ROCKFORD, Ill. (AP) — A federal prosecutor said Wednesday that a small-town Illinois bookkeeper's admission that she embezzled more than $50 million should serve as a warning for other public officials.
Gary Shapiro, the acting U.S. Attorney for northern Illinois, called the case of former Dixon comptroller Rita Crundwell "one of the most significant abuses of public trust ever seen in Illinois."
Crundwell pleaded guilty Wednesday to siphoning public money into a secret account while overseeing finances in President Ronald Reagan's boyhood home and spending it on a lavish lifestyle that included a nationally known horse-breeding operation.
"If nothing else, what we have in this case is an object lesson in how not to manage public funds," Shapiro said. "This is a crime that should never have been allowed to occur."
Crundwell, 59, pleaded guilty Wednesday to a single charge of wire fraud in federal court in Rockford.
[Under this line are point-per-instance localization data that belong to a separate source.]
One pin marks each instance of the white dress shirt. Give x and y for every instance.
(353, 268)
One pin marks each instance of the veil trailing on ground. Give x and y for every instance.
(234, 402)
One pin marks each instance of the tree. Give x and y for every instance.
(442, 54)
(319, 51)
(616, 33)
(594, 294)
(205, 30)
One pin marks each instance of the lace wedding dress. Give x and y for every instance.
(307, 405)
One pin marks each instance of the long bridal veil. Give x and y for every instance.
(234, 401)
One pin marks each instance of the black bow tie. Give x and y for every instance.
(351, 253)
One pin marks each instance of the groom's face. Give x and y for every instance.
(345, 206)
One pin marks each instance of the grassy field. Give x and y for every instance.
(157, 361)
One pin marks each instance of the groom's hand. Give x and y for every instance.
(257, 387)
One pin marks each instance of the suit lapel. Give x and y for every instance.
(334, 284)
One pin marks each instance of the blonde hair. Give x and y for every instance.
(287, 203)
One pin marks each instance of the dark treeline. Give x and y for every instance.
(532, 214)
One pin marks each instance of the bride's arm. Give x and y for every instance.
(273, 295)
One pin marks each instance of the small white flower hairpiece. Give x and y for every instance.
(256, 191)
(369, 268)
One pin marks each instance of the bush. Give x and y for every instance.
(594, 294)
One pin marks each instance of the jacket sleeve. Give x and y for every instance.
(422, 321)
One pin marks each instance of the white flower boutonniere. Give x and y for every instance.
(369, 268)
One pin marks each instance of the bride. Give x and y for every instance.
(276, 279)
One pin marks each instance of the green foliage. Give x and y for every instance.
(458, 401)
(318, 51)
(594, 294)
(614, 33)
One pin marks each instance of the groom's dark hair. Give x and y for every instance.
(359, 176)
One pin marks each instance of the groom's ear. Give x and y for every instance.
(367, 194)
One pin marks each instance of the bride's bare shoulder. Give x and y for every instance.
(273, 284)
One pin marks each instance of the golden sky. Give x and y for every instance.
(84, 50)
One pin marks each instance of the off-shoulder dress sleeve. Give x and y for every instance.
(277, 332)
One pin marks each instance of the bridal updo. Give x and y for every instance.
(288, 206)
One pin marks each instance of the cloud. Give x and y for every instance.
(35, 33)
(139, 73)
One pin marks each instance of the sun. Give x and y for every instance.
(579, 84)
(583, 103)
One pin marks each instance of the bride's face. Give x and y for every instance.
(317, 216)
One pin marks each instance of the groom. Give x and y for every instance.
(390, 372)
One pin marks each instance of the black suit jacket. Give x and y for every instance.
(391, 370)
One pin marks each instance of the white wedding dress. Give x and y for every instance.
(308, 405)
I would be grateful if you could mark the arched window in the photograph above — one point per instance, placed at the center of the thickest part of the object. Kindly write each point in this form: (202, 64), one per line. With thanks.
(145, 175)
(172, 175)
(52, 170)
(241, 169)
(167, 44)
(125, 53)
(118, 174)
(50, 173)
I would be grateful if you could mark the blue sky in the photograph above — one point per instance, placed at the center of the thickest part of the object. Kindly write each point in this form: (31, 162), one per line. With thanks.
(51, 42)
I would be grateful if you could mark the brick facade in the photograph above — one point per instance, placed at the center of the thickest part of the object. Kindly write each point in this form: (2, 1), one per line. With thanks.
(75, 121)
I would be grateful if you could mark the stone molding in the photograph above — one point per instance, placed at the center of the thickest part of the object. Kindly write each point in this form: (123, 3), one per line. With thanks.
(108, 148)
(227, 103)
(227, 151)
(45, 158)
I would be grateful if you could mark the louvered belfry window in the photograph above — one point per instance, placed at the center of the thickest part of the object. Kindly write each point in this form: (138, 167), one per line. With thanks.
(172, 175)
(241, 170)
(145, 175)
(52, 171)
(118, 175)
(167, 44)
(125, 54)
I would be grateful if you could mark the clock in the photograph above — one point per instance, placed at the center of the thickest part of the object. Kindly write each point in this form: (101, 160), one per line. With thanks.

She was allowed to remain free until her Feb. 14 sentencing hearing and still faces 60 separate but related state felony charges for theft in Lee County. She has pleaded not guilty to those charges.
She has never commented publicly on the charges and did not make a statement during the hearing, answering the judge's questions with "yes" and "no." But afterward, her lawyer gave a brief statement that emphasized her cooperation with prosecutors.
"Rita Crundwell today admitted her guilt, saving the government the burden and expense of a lengthy trial," attorney Paul Gaziano said. "Rita, since the day of her arrest, has worked with the government to accomplish the sale of her assets, including her beloved horses, all with the goal of hoping to recoup the losses for the city of Dixon.
"I think the people of the city of Dixon ought to know that."
The U.S. Marshals service still has some assets in her name to sell, including about $450,000 worth of diamonds and other jewels, ranch land and a house in Florida. With the plea, she has agreed not to contest the forfeiture of her assets.